Parlant d'eux, le premier était en baskets dans le sable avec son sweat trop grand, et attendait la prochaine attaque d'Oboro. Le second, bien présent mais seulement physiquement, traînait sur son téléphone portable, recroquevillé sur un rocher aux côtés de leurs sacs de sortie avec bouteilles d'eau et casse-croûte.

L'aîné des garçons était debout sur un nuage, et en deux temps trois mouvements, passa au-dessus du bilingue et, aidé de la force centrifuge pour rester assis la tête en bas, profita de son passage pour tendre son bras vers le sol et claquer le visage du blond qui ne l'avait pas vu venir, quand bien même l'attaque sournoise était des plus évidente venant du plus grand. Revenant à sa position initial, riant ouvertement les bras croisés, Oboro défia Hizashi d'un regard malicieux teinté de bleu et d'étoiles pétillantes. Le blond sourit à son tour et activa son alter dans toutes les directions où son ami s'échappait en espérant faire disparaître son assise, pensant en disperser les molécules rien qu'avec les vibrations de l'air qu'engendrait sa voix puissante. Aizawa fronça des sourcils, gêné par tout ce raffut, mais décida de ne pas intervenir quand bien même le bruit l'empêchait de se concentrer sur sa lecture. Toutefois, il trouvait ridicule que Yuei ne prévoie aucun cours particulier pour les nouveaux élèves d'une autre filière pour rattraper leur retard. Qu'ils se débrouillent pour arriver aux niveaux des anciens ? Ils étaient bien gonflés, ces professeurs grassement payés. Se reposer sur ses camarades risquaient de ne pas suffire, étant eux-mêmes des apprentis et à la traîne pour la plupart.
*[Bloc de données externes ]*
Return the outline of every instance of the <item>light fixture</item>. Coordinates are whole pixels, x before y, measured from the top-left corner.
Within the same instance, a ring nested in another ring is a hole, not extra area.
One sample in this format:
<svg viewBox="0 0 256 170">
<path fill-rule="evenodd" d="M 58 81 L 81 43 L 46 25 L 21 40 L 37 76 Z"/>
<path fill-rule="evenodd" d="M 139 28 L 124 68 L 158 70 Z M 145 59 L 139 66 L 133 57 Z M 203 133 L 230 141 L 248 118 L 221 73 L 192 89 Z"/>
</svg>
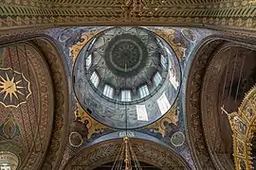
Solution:
<svg viewBox="0 0 256 170">
<path fill-rule="evenodd" d="M 125 72 L 126 72 L 126 63 L 125 63 Z M 126 87 L 126 76 L 124 86 Z M 127 117 L 127 105 L 124 103 L 125 110 L 125 137 L 121 144 L 121 147 L 118 153 L 118 156 L 114 162 L 114 164 L 111 170 L 142 170 L 139 162 L 133 150 L 133 147 L 130 143 L 130 138 L 128 137 L 128 117 Z"/>
</svg>

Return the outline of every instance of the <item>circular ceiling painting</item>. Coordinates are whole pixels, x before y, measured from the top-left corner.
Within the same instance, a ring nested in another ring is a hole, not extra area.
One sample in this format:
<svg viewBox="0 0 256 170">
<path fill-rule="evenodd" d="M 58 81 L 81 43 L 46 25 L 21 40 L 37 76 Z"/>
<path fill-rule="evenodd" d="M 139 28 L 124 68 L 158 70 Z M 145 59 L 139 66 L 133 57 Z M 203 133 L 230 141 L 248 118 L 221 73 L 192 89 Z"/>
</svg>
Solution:
<svg viewBox="0 0 256 170">
<path fill-rule="evenodd" d="M 93 118 L 116 128 L 137 128 L 171 109 L 181 71 L 171 46 L 155 33 L 112 27 L 82 47 L 73 78 L 77 99 Z"/>
</svg>

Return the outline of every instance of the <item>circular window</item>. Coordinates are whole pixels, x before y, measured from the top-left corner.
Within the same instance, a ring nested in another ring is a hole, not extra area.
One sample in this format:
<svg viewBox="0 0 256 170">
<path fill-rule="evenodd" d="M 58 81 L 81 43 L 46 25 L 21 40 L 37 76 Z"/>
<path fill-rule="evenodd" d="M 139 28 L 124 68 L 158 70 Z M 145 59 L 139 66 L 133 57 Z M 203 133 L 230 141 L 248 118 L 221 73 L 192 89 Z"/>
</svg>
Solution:
<svg viewBox="0 0 256 170">
<path fill-rule="evenodd" d="M 73 78 L 77 99 L 92 117 L 112 128 L 137 128 L 171 109 L 181 71 L 171 46 L 154 32 L 112 27 L 83 46 Z"/>
</svg>

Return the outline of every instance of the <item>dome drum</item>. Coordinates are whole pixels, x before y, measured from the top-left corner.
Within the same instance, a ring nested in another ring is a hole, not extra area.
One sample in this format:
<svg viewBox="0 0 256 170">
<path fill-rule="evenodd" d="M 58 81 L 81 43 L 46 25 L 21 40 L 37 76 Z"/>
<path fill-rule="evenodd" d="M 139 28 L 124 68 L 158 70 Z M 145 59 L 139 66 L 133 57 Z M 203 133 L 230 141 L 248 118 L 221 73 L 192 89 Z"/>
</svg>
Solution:
<svg viewBox="0 0 256 170">
<path fill-rule="evenodd" d="M 74 90 L 101 123 L 137 128 L 164 115 L 179 93 L 180 66 L 161 38 L 141 27 L 112 27 L 87 42 L 76 60 Z M 127 114 L 127 115 L 126 115 Z"/>
</svg>

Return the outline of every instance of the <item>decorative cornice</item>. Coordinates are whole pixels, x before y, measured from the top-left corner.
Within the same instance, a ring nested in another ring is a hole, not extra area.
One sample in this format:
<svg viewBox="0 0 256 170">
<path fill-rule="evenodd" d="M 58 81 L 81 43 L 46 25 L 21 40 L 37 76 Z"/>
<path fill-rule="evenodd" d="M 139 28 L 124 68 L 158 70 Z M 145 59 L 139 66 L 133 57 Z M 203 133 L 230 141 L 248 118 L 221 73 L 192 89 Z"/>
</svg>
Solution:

Oboro avait de la chance de côtoyer deux bons élèves, vraiment beaucoup de chance. Shōta trouvait cela révoltant. Et lorsqu'il releva enfin ses yeux de son cellulaire, il ne vit que deux idiots en train de rire et envoyer des attaques tour à tour, comme un vulgaire jeu de rôle sans aucune productivité. Il soupira et se leva, les interrompant.
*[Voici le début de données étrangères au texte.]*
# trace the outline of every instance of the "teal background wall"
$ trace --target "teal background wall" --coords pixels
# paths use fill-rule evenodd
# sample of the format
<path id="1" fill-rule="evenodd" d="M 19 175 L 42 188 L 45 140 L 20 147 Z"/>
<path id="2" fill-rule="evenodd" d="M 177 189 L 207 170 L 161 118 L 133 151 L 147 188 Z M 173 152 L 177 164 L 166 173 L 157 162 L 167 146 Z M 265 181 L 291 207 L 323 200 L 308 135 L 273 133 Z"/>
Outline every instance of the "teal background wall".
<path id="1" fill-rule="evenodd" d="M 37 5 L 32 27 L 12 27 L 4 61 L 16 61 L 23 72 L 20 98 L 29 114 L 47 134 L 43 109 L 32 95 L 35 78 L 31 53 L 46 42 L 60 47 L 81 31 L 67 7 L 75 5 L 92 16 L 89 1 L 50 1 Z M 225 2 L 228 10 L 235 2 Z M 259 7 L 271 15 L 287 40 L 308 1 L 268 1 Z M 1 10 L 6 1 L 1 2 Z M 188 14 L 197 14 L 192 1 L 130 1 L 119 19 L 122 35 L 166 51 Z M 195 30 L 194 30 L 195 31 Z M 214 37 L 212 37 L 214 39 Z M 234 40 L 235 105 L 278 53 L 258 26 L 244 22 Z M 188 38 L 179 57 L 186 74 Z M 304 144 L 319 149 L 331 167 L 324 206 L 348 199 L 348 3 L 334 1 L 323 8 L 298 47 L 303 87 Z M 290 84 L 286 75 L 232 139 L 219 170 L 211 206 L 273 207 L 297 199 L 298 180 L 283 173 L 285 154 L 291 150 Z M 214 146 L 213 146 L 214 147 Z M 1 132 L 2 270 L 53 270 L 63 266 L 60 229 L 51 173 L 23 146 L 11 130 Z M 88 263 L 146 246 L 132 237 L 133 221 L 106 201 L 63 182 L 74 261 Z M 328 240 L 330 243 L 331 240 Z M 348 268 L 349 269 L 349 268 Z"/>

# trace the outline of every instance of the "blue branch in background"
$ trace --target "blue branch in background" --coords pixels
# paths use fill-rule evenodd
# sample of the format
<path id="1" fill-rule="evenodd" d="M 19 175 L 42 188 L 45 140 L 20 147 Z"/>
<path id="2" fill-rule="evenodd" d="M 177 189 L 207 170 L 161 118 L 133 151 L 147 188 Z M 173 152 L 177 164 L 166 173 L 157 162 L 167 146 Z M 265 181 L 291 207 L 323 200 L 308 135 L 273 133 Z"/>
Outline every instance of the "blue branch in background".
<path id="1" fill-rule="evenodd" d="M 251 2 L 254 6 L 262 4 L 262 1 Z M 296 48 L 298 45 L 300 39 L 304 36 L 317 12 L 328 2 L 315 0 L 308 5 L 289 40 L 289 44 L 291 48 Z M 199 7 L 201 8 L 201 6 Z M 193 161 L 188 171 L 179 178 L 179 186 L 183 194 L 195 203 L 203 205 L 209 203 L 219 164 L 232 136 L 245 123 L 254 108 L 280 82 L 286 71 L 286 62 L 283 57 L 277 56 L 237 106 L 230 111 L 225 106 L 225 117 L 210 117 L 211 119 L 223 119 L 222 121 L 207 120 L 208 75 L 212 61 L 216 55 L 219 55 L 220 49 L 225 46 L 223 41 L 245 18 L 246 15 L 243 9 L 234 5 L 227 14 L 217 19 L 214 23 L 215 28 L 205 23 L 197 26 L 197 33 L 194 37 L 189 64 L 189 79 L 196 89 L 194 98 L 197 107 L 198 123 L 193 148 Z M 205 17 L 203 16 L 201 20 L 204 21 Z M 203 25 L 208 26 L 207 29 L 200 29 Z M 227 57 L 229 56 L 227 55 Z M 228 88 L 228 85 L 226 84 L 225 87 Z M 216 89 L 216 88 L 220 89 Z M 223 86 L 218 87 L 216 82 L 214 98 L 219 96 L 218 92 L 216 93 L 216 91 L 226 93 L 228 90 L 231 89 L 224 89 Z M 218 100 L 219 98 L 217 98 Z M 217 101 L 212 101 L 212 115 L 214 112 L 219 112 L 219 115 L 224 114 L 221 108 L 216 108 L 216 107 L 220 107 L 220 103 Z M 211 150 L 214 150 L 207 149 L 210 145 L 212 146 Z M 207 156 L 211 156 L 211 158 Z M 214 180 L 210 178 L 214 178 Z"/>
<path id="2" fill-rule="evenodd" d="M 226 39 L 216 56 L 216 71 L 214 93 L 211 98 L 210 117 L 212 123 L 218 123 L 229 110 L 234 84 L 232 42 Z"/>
« Hizashi, je prends le relais.

- What, seriously ?

- Hm hm. »

L'énergique et l'enthousiaste s'échangèrent un regard entendu, et le premier se laissa tomber non loin d'eux, trépignant d'ores-et-déjà d'impatience. Le noiraud referma sa veste pour plus d'aise et vint se planter face au nuage toujours actif d'Oboro, dont l'amusement ne lui disait rien qui vaille, au plus jeune.

« Attaque-moi.

- Je me demandais quand j'aurais l'occasion de me mesurer à toi ! »
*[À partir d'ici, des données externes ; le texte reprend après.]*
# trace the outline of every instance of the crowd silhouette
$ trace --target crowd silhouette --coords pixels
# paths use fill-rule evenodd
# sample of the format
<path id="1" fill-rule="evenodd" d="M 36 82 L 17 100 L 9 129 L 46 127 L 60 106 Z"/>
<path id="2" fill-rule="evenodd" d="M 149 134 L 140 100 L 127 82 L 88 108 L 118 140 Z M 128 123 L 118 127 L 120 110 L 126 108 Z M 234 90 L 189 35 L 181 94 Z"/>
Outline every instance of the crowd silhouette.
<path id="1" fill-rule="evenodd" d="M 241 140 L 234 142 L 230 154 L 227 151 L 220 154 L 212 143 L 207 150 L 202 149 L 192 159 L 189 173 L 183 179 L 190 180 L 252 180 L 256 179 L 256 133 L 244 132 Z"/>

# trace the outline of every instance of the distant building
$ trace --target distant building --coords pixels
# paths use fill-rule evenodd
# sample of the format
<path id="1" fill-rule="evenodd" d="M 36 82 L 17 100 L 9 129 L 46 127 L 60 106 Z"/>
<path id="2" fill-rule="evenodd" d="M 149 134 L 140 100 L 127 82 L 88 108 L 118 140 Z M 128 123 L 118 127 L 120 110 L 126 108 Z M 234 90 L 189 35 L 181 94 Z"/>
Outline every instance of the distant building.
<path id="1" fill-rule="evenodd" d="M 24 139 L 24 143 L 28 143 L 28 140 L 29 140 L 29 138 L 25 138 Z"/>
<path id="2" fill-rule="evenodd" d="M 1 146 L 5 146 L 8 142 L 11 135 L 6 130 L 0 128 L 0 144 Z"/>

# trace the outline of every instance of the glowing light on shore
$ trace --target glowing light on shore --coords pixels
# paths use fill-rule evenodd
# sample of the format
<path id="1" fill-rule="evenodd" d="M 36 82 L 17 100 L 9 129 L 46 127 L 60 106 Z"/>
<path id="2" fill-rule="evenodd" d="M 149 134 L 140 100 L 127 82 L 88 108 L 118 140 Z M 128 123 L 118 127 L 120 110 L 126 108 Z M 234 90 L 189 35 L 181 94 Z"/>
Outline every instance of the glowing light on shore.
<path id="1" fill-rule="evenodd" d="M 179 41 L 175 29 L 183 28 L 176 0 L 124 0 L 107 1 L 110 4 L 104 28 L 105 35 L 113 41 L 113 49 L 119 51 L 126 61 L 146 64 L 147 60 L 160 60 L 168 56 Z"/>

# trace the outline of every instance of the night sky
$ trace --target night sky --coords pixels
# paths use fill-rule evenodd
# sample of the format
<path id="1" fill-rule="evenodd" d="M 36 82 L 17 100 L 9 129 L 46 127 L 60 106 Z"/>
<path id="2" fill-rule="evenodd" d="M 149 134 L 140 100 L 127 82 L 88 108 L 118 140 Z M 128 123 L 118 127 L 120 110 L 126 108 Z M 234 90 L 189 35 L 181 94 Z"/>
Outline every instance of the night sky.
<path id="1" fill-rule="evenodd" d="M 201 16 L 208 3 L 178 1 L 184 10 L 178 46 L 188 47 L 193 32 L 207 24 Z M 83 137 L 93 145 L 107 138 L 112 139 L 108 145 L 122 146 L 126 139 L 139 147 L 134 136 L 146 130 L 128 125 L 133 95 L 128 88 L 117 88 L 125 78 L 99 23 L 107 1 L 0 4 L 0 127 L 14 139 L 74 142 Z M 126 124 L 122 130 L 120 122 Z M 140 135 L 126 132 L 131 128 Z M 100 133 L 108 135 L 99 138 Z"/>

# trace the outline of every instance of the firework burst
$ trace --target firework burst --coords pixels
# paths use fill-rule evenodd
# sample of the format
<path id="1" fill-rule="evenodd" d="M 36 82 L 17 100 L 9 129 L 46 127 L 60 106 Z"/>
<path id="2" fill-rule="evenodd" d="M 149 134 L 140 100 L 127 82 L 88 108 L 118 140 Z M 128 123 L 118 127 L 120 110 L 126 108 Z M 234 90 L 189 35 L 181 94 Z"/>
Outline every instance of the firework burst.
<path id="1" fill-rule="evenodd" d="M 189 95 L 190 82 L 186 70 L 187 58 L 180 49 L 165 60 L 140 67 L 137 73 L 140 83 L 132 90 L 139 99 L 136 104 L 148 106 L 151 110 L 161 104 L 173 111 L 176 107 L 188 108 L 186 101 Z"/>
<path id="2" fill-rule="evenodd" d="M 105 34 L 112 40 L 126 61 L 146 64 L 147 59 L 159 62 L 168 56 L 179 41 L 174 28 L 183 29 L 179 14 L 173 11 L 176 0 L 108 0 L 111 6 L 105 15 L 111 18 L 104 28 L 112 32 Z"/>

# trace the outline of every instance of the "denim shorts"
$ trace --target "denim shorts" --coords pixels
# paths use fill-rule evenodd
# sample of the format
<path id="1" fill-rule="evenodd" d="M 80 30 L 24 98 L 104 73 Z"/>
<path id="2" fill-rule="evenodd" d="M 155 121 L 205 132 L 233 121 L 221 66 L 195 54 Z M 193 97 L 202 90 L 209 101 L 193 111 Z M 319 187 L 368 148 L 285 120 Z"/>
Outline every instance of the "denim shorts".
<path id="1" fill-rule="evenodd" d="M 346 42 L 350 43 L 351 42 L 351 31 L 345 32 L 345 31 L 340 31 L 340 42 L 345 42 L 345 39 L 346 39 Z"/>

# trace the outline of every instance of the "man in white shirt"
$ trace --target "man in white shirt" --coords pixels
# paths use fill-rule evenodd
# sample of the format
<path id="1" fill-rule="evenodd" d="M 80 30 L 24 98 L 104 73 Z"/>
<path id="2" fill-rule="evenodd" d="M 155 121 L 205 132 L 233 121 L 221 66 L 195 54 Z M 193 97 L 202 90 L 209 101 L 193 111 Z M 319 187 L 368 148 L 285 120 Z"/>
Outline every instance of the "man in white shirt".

Et là, sans attendre, son assise de coton s'éleva de quelques mètres avant de l'envoyer sur Aizawa, le poussant par les épaules avec les deux mains, avant de faire une roulade avant dans l'air et atterrir sur les deux pieds. Shōta, qui était tombé sur le derrière, se releva en vitesse et réfléchit à une tactique. Il voulut alors attraper son ruban mais par malheur, à défaut de l'avoir laissé dans sa mallette au lycée, ne posa sa main que sur le col de sa veste tout bonnement utile à l'empêcher d'avoir froid en cette journée de février. Il grimaça de mécontentement, esquiva une nouvelle attaque et en profita pour envoyer un coup de pied retourné dans le bas du dos de son camarade. Son adversaire fit la roue pour se rattraper et s'arrêta accroupis, tournant très légèrement la tête derrière lui pour croiser le regard examinateur du plus petit. Oboro y perçut beaucoup de choses dans ce regard onyx. On disait que les yeux étaient les miroirs de l'âme, et ce que le nouvel élève saisissait, était que Shōta ne prenait pas ce combat à la légère. Car bien que profondément sombres, cette noirceur en disait plus que n'importe quelle autre couleur.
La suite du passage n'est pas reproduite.